I’ve been a fan of J.R.R. Tolkien nearly all my life. One of my earliest memories was my dad reading The Lord of the Rings to me. I would sit on the arm of his old red chair as my father brought to life the story of Frodo and the ring. When I heard that movies were going to be made, I was very excited. While there were parts of the story left out in The Lord of the Rings movies, I loved all three and saw each one several times in the theater.
Peter Jackson did a great job of bringing Middle Earth to life with The Lord of the Rings, so I was psyched to see what he could do with The Hobbit. I saw The Hobbit: An Unexpected Journey in 3D, in 48 fps and I was not disappointed.
The movie had stunning visuals. With the 48 fps, it almost felt like I was in the movie. The extra frames per second was a bit jumpy in several parts of the movie. But overall, I could tell the difference with the faster frame rate, which made it even more defined than just normal 3D.
With the 3D visuals, the rolling hills of the Shire were immediately striking.

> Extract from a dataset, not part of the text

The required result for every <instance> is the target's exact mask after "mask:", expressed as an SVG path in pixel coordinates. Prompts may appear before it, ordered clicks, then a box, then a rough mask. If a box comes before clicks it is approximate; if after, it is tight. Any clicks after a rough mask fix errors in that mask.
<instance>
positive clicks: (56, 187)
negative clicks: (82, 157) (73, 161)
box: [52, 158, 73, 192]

The battle scenes put the viewer right into the action. For example, when the wargs were chasing after the party, there were close-ups on the warg’s face and it made me it feel as if I was the one being chased up a tree. And when the party is captured by the goblins, I felt like I was also there under the mountain surrounded by the hoards.
The Hobbit is a lighter story and has a great deal of humor in it, unlike LotR. The movie is the same, especially centered around Martin Freeman as Bilbo. His expressions alone caused me to roar with laughter as he tries to deal with the invasion of the Dwarves in his hobbit hole.
There are more laughs in the sequence when everyone is captured by the trolls and Bilbo must talk his way out of being eaten. Even during the riddle game with Gollum, the humor remains. Freeman was a perfect choice for Bilbo.
The last time I read The Hobbit was a while back, so I was a little fuzzy on the details of the story. The movie seemed to be very faithful to the book but there were obviously some scenes added to the movie, such as the Rivendell sequences that included both Galadriel and Saruman. As noted in the appendixes of the LotR stories, Saruman tries to put the breaks on Gandalf’s work. And there’s a short original scene between Galadriel and Gandalf where she supports his decisions and encourages him to continue.
There was quite a bit of foreshadowing of the events that will happen in the LotR trilogy, but it also worked well in the course of this movie.
While the journey represents the physical one that the dwarves, Bilbo and Gandalf take to the Lonely Mountain, we also see Bilbo’s emotional journey as he finds out who he truly is inside, which is the heart of the story. Even though there are two more movies to go, Bilbo is transformed from a homebody to someone who is willing to risk his own life to save another’s. This is a story of hope and trying to find your way home.
I would highly recommend everyone to see The Hobbit: The Unexpected Journey. It is a wonderful adaption that I think really captures Tolkien’s story. I would also recommend seeing in 3D with the new 48 fps because it makes the movie so amazingly beautiful, even more so than regular 3D.